Appendix

Explore detailed experimental results, setup information, and supplementary materials related to Provexa.

Descriptions of Attack Cases Used in Evaluations

Attacks based on commonly used exploits.

Wget Executable (Case malicious_wget): The attacker uses wget to download an executable script and executes it.
Illegal Storage (Case malicious_illegal_store): A server administrator uses wget to download suspicious files to other users' home directory.
Hide File (Case malicious_hide_file): The attacker downloads a malicious file and hides it by changing its file name and location.
Backdoor Download (Case malicious_backdoor_dl): A malicious insider uses wget to download the backdoor malware from a compromised server and hides it among normal files.
Annoying Server User (Case malicious_server_usr): The annoying user logs into other users' home directories on a vulnerable server and downloads a script to write some garbage data.
Password-Free Theft (Case malicious_ssh_theft): The attacker logs into other users' server via ssh and appends her public key to the ~/.ssh/authorized_keys file to leave a persistent backdoor.
Wget-GCC-Crash (Case malicious_gcc_crash): The attacker logs into other's server via ssh, uses wget to download a C source code file, and uses GCC to compile it. The attacker then executes this malicious executable file to exhaust the memory and crash the system.
Scan and Login (Case malicious_scan_login): The attacker uses Nmap to explore the accessible servers whose port 22 is open for SSH connection. The attacker then uses a script to automatically test if there exists a password-less login with SSH keys to the discovered servers.
Password Reuse (Case malicious_pwd_reuse): An administrator decodes the /etc/shadow file with the John the Ripper password cracker, and uses the cracked password to login as another user.
Cheating Student (Case malicious_student): A cheating student hacks into her school's Apache server and downloads midterm scores.

Multi-host multi-step intrusive attacks
The attacker used an external host (Command & Control (C2) server) to perform initial penetration, distribute malware, and exfiltrate data.

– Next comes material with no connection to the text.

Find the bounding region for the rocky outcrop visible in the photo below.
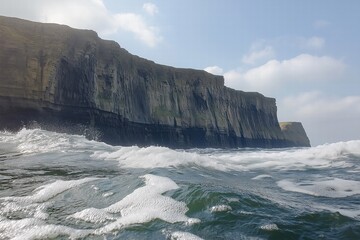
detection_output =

The first host compromised by the attacker is named as Host 1, which is a starting point to perform lateral movement and other malicious actions to compromise more hosts.

Shellshock Penetration (Case multistep_penetration): The attacker exploits the Shellshock vulnerability to execute arbitrary code on Host 1.
Password Crack (Case multistep_password_crack): After the initial penetration on Host 1 in the previous attack, the attacker connects to Dropbox and downloads an image where C2 server's IP address is encoded in the image. Based on the IP, the attacker downloads a malware from the C2 server to Host 1. When the malware is executed, it scans the SSH configuration file to locate other reachable hosts in the network. After this discovery phase, the malware downloads another script from the C2 server and sends it to these discovered hosts to steal password from them.
Data Leakage (Case multistep_data_leakage): After compromising the discovered hosts, the attacker steals sensitive data files, by scanning the file system, putting files into a compressed file, and transferring it back to the C2 server.
Command-Line Injection (Case multistep_cmd_injection): The victim host runs Kodi Mediaplayer, which exports remote control API as a web service. One of its input sanitizations has an error that fails to filter invalid input from the outside, which in turn allows the attacker to inject arbitrary command blended in one of its requests.
Supply Chain Attack (Case multistep_supply_chain): The attacker discovers that the GNU Wget version that runs on a victim server is vulnerable to writing arbitrary files by deceptively redirecting requests from HTTP to a compromised FTP server (CVE-2016-4971). The attacker then embeds a common remote access trojan (RAT) into a Ubuntu package and compromises one of the Ubuntu repositories. In this way, when the victim server uses wget to download Ubuntu packages, the requests are redirected to the attacker's FTP server, and the downloaded package contains the RAT. When the victim installs the downloaded packages on the victim server, the RAT is triggered, establishing a C2 channel.
Phishing Email (Case multistep_phishing_email): A malicious Trojan is downloaded as an Email attachment and the enclosed macro is triggered by Microsoft Word. This allows the attacker to run arbitrary code in the context of the current user (CVE-2017-11882). After the initial penetration via the phishing email, the attacker steals sensitive data files from the compromised host.
Netcat Backdoor (Case multistep_netcat_backdoor): A malicious Trojan is downloaded by a victim user from a compromised HTTP server via a deceptive URL (CVE-2018-14574). The attacker penetrates into the victim host through the Trojan backdoor, and uses the netcat utility to maintain a persistent Netcat backdoor.
WannaCry (Case multistep_wannacry): An attacker exploits the EternalBlue vulnerability (CVE-2017-0146) in network to access the machines, and then encrypts data.

Real-world malware cases
We obtained a dataset of free Windows malware samples from VirusSign. We focused on 5 largest categories (i.e., Trojan.Autorun, Trojan.Danger, Virus.Hijack, Virus.Infector, Virus.Sysbot), and we randomly selected 1 malware sample for each category.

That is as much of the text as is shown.